Operasi evakuasi korban sipil oleh Koops TNI Habema di Yahukimo, yang berlangsung di tengah kontak tembak, bukan sekadar kisah keberanian taktis. Aksi ini secara fundamental membuka luka normatif: pelanggaran terhadap prinsip dasar Hukum Humaniter Internasional (HHI). Ketika pihak militer—yang dalam konteks ini adalah kombatan—bertindak sebagai penyelamat, terjadi pengaburan batas yang krusial antara arena permusuhan dan ruang kemanusiaan. Evakuasi korban di zona konflik aktif ini mengubah misi kemanusiaan menjadi sebuah dilema etis yang menusuk jantung martabat hukum, menantang konsistensi Indonesia dalam menjalankan norma internasional yang telah diratifikasinya.
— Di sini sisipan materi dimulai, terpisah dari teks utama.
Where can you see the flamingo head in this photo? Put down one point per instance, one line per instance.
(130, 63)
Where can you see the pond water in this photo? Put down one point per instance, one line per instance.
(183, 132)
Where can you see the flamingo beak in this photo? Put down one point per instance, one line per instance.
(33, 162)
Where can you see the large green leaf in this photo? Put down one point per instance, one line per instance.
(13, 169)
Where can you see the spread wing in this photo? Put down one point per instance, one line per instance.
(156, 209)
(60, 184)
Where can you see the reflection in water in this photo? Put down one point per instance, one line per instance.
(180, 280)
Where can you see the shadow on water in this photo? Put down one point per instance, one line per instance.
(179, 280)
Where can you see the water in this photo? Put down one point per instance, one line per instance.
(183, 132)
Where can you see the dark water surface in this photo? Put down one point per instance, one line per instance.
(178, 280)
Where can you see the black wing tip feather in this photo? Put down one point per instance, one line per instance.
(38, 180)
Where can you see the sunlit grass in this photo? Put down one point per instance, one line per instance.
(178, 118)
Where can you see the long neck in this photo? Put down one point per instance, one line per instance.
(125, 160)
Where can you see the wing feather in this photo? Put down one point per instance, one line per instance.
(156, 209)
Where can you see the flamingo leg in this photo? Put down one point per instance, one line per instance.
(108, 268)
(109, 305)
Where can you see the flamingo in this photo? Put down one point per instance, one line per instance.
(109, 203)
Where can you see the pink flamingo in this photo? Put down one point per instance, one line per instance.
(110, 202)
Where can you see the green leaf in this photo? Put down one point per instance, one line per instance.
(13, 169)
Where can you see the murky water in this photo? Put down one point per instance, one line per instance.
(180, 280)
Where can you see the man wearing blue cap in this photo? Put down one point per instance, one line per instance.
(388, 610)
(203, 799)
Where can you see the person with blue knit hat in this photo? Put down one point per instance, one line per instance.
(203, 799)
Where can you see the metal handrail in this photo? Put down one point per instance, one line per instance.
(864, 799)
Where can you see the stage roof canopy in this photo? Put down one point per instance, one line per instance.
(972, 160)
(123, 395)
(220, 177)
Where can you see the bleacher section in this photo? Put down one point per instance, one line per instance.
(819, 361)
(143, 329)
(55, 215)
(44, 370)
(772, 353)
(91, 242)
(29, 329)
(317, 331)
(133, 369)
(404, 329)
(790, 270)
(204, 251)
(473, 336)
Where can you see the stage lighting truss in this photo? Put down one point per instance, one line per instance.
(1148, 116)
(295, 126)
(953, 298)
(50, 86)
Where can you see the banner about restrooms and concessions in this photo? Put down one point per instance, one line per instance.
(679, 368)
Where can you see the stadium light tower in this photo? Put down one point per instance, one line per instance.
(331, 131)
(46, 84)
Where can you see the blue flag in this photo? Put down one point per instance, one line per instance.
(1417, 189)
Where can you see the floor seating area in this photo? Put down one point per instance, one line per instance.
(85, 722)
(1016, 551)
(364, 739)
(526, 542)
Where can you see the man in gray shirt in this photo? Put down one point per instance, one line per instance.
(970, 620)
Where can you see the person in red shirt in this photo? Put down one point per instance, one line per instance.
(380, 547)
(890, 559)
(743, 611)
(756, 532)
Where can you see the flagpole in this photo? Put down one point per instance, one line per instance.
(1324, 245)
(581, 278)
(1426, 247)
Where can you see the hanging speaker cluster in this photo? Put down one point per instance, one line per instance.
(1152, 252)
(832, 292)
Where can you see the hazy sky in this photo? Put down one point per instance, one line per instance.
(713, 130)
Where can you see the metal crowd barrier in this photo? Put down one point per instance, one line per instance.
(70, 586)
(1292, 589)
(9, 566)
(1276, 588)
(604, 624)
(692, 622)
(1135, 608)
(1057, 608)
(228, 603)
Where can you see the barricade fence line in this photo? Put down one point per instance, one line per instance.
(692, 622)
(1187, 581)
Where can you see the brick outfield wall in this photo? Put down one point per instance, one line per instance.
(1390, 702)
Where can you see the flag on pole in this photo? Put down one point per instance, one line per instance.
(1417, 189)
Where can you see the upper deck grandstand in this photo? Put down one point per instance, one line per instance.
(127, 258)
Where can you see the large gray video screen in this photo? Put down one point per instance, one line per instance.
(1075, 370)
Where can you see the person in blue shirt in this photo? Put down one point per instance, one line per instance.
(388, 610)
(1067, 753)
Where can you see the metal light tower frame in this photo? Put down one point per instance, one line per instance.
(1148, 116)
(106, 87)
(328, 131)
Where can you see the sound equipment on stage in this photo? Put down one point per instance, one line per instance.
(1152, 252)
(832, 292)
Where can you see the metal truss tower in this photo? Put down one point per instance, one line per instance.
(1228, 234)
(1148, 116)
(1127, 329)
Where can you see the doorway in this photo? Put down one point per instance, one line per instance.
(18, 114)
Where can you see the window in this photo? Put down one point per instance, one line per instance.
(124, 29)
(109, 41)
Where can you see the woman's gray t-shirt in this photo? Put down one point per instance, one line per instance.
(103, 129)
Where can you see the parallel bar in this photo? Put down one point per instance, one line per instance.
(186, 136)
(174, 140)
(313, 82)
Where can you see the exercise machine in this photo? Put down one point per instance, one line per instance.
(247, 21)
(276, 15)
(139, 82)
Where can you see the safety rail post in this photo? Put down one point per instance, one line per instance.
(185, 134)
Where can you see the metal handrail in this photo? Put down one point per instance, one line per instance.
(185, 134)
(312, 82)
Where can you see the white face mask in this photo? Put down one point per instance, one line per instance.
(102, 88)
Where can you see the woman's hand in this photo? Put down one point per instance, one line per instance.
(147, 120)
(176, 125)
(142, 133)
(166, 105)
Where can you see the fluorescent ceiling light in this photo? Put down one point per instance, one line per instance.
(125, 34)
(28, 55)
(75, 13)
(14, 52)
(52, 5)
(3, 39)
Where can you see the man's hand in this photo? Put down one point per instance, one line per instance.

Deformasi Prinsip Dasar: Ketika Kombatan Mengklaim Netralitas
Inti dilema ini terletak pada benturan peran yang tak terdamaikan. Hukum Humaniter Internasional, dengan Konvensi Jenewa 1949 sebagai fondasinya, menetapkan pilar-pilar yang tidak boleh dinegosiasikan dalam pemberian bantuan:
- Prinsip Kemanusiaan: Menjamin penghormatan terhadap martabat manusia dan hak korban atas penanganan yang layak.
- Prinsip Imparsialitas (Common Article 3): Bantuan harus diberikan tanpa diskriminasi, semata berdasarkan kebutuhan yang paling mendesak.
- Prinsip Netralitas: Aktor pemberi bantuan tidak boleh memihak atau terlibat dalam permusuhan.
Dengan angkatan bersenjata dari satu pihak konflik menjadi pelaksana evakuasi, prinsip netralitas dan imparsialitas runtuh sejak dalam konsep. Statusnya sebagai kombatan menciptakan 'kecacatan struktural' dalam kerangka hukum. Operasi ini, yang harusnya terpisah dari logika perang, justru terjalin dalam dinamika tembak-menembak. Ini bukan pelanggaran teknis, melainkan penyimpangan dari esensi hukum itu sendiri—suatu usaha melindungi ruang kemanusiaan yang suci dari kekerasan.
Kegagalan Negara: Absennya Koridor Amandalam Etika Perang
Insiden Yahukimo menelanjangi kegagalan negara dalam menciptakan lingkungan yang aman bagi misi penyelamatan. Evakuasi korban di zona konflik aktif tanpa adanya:
- Koridor kemanusiaan (humanitarian corridor) yang disepakati, atau
- Jeda kemanusiaan (humanitarian pause) yang dihormati semua pihak,
berarti menyerahkan nyawa korban dan penyelamat pada keberuntungan dan keunggulan taktis semata. Kondisi ini secara diametral bertentangan dengan semangat hukum yang menjamin akses bantuan tanpa hambatan. Ketidakhadiran mekanisme ini adalah pengingkaran terhadap kewajiban negara untuk memfasilitasi bantuan kemanusiaan, sebagaimana diamanatkan oleh Protokol Tambahan I Konvensi Jenewa mengenai perlindungan korban konflik bersenjata internasional, yang prinsipnya banyak diadopsi dalam konflik non-internasional.
Operasi evakuasi yang heroik namun riskan ini memantik pertanyaan kritis yang mendalam: apakah pencapaian taktis—menyelamatkan nyawa—dapat membenarkan kompromi terhadap prinsip hukum yang dirancang untuk melindungi kemanusiaan itu sendiri dalam jangka panjang? Ketika kita mengapresiasi nyawa yang diselamatkan hari ini, kita harus secara etis mempertanyakan kerusakan norma yang mungkin terjadi untuk besok. Bisakah logika perang dan logika kemanusiaan benar-benar disatukan tanpa mengorbankan integritas salah satunya? Pertanyaan ini bukan hanya untuk ahli hukum humaniter, tetapi tantangan bagi setiap aktivis hukum yang berjuang untuk martabat hukum di atas segala kepentingan sesaat.